I want to use Clojure to extract the titles from a Wiktionary XML dump.
I used head -n10000 > out-10000.xml
to create smaller versions of the original monster file. Then I trimmed with a text editor to make it valid XML. I renamed the files according to the number of lines inside (wc -l
):
(def data-9764 "data/wiktionary-en-9764.xml") ; 354K
(def data-99224 "data/wiktionary-en-99224.xml") ; 4.1M
(def data-995066 "data/wiktionary-en-995066.xml") ; 34M
(def data-7999931 "data/wiktionary-en-7999931.xml") ; 222M
Here is the overview of the XML structure:
<mediawiki>
<page>
<title>dictionary</title>
<revision>
<id>20100608</id>
<parentid>20056528</parentid>
<timestamp>2013-04-06T01:14:29Z</timestamp>
<text xml:space="preserve">
...
</text>
</revision>
</page>
</mediawiki>
Here is what I've tried, based on this answer to 'Clojure XML Parsing':
(ns example.core
(:use [clojure.data.zip.xml :only (attr text xml->)])
(:require [clojure.xml :as xml]
[clojure.zip :as zip]))
(defn titles
"Extract titles from +filename+"
[filename]
(let [xml (xml/parse filename)
zipped (zip/xml-zip xml)]
(xml-> zipped :page :title text)))
(count (titles data-9764))
; 38
(count (titles data-99224))
; 779
(count (titles data-995066))
; 5172
(count (titles data-7999931))
; OutOfMemoryError Java heap space java.util.Arrays.copyOfRange (Arrays.java:3209)
Am I doing something wrong in my code? Or is this perhaps a bug or limitation in the libraries I'm using? Based on REPL experimentation, it seems like the code I'm using is lazy. Underneath, Clojure uses a SAX XML parser, so that alone should not be the problem.
See also:
Update 2013-04-30:
I'd like to share some discussion from the clojure IRC channel. I've pasted an edited version below. (I removed the user names, but if you want credit, just let me know; I'll edit and give you a link.)

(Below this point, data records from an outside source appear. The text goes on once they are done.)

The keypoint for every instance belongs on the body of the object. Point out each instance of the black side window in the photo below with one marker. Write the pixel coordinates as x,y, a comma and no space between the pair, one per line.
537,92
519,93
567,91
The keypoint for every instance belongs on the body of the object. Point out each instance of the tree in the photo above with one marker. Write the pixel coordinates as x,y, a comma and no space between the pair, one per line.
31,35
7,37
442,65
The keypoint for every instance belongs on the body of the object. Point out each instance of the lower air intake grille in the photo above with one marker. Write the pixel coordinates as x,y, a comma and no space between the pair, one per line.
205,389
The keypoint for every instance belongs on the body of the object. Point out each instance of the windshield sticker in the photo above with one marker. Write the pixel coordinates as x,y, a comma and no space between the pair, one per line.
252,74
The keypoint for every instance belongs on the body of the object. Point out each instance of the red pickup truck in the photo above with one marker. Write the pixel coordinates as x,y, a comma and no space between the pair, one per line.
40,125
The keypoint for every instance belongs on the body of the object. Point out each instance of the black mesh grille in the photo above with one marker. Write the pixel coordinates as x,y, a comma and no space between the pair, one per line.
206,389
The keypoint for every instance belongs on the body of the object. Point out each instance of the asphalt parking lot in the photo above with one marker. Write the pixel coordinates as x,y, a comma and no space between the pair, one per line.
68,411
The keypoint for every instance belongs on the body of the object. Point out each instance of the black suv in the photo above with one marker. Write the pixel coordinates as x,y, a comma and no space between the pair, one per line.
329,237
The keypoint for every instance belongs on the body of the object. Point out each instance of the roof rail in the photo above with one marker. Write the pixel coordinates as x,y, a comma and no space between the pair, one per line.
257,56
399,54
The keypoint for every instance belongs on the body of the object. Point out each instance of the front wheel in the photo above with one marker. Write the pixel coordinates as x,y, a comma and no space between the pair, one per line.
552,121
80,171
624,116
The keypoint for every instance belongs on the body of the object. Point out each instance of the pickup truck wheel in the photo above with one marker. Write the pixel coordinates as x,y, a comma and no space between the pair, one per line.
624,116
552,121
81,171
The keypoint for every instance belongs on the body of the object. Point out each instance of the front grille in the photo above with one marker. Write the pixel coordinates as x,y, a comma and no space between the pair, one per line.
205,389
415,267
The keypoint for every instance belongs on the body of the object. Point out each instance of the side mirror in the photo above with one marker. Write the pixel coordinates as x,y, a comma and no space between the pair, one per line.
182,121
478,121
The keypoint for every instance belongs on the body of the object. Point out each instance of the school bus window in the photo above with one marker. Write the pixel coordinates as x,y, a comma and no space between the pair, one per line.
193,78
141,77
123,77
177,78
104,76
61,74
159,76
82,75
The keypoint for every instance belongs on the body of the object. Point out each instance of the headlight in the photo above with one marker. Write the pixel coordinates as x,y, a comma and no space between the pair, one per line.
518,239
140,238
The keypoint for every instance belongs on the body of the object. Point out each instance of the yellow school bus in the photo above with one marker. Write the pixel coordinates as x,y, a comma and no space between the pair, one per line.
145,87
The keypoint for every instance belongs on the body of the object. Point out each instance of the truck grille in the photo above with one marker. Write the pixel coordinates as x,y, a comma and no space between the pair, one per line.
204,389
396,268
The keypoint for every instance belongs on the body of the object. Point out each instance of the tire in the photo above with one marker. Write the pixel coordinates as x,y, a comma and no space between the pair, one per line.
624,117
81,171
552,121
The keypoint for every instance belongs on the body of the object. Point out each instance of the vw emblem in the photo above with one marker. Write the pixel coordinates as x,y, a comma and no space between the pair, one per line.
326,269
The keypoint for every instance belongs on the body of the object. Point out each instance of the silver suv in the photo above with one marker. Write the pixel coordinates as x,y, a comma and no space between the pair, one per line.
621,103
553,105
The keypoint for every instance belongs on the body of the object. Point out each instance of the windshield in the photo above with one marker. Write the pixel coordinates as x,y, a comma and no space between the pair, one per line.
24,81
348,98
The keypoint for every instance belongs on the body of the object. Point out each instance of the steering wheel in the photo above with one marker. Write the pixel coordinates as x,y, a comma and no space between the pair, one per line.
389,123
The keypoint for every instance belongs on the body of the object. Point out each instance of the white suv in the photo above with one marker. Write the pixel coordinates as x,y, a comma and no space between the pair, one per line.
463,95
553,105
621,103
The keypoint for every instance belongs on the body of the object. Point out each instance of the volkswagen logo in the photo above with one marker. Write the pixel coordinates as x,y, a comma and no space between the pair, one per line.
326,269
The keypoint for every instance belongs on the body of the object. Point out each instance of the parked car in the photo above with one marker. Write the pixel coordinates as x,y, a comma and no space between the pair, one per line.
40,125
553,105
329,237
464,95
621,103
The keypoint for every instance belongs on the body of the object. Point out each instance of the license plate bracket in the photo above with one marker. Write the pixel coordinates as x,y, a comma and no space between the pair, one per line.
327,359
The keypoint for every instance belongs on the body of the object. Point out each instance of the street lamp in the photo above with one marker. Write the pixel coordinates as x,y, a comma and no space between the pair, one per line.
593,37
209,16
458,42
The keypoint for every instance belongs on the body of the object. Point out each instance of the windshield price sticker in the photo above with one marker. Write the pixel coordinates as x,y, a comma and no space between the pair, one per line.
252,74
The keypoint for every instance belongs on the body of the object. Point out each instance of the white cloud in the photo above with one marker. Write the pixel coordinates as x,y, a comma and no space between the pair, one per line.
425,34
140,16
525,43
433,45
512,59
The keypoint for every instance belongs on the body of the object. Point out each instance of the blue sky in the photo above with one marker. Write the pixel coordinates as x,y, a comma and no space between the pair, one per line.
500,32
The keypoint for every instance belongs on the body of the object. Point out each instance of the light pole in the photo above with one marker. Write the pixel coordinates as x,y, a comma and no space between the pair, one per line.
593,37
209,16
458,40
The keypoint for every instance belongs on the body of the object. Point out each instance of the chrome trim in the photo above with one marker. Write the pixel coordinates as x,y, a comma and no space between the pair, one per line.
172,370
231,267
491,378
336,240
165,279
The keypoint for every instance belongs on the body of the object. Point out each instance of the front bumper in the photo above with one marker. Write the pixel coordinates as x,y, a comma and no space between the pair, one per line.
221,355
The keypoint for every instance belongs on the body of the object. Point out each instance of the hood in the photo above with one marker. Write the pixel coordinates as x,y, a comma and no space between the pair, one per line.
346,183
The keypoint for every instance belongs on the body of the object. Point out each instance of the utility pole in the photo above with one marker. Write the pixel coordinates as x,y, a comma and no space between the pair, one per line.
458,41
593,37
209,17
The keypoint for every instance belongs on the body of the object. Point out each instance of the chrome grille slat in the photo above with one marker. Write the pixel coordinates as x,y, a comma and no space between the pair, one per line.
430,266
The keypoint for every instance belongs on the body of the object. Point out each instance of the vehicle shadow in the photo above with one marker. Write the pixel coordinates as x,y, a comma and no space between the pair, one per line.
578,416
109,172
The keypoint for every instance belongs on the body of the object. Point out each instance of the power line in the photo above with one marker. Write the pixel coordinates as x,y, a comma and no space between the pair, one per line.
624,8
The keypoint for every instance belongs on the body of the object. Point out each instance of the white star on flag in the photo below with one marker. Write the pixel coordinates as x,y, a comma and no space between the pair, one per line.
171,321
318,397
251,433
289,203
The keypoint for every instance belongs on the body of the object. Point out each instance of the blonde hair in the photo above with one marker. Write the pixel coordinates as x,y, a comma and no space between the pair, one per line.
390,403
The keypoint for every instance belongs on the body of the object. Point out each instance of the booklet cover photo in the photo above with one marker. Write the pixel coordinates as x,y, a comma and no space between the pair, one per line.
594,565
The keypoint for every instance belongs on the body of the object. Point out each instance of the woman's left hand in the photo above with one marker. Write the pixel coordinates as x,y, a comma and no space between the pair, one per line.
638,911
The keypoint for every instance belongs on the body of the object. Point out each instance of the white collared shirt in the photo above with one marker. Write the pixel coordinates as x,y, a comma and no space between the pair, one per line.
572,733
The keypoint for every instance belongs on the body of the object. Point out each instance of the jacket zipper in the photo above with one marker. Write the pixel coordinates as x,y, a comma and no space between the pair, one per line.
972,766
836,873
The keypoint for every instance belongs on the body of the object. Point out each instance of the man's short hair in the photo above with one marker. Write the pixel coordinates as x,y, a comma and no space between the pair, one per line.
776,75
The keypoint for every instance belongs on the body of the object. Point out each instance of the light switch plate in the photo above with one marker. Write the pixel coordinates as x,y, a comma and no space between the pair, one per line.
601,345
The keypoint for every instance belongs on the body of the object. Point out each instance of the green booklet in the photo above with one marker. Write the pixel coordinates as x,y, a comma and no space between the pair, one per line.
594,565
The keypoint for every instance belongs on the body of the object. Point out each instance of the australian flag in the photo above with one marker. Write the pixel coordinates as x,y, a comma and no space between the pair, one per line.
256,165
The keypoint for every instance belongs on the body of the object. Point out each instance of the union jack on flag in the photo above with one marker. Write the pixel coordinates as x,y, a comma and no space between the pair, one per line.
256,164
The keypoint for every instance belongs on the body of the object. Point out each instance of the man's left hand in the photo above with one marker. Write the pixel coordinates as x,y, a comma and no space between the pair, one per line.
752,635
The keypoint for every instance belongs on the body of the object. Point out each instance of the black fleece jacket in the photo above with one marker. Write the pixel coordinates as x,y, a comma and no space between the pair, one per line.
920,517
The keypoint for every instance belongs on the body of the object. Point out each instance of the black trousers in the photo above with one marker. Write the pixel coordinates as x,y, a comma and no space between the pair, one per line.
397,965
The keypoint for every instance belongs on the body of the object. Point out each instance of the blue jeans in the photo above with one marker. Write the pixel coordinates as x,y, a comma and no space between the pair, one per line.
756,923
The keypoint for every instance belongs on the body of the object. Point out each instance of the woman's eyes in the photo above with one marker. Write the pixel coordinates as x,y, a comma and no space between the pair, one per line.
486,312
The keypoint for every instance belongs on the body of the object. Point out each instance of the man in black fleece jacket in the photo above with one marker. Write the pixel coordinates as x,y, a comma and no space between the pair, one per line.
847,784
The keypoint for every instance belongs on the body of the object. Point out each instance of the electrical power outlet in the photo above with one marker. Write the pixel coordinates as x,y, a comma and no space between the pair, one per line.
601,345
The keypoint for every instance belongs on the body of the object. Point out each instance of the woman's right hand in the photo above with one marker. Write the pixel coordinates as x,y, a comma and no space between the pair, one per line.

The entire tag is read into memory at once in
xml/parse
, long before you even call count. Andclojure.xml
uses the ~lazy SAX parser to produce an eager concrete collection. Processing XML lazily requires a lot more work than you think - and it would be work you do, not some magicclojure.xml
could do for you. Feel free to disprove by calling(count (xml/parse data-whatever))
.
To summarize, even before using zip/xml-zip
, this xml/parse
causes an OutOfMemoryError
with a large enough file:
(count (xml/parse filename))
At present, I am exploring other XML processing options. At the top of my list is clojure.data.xml as mentioned at https://stackoverflow.com/a/9946054/109618.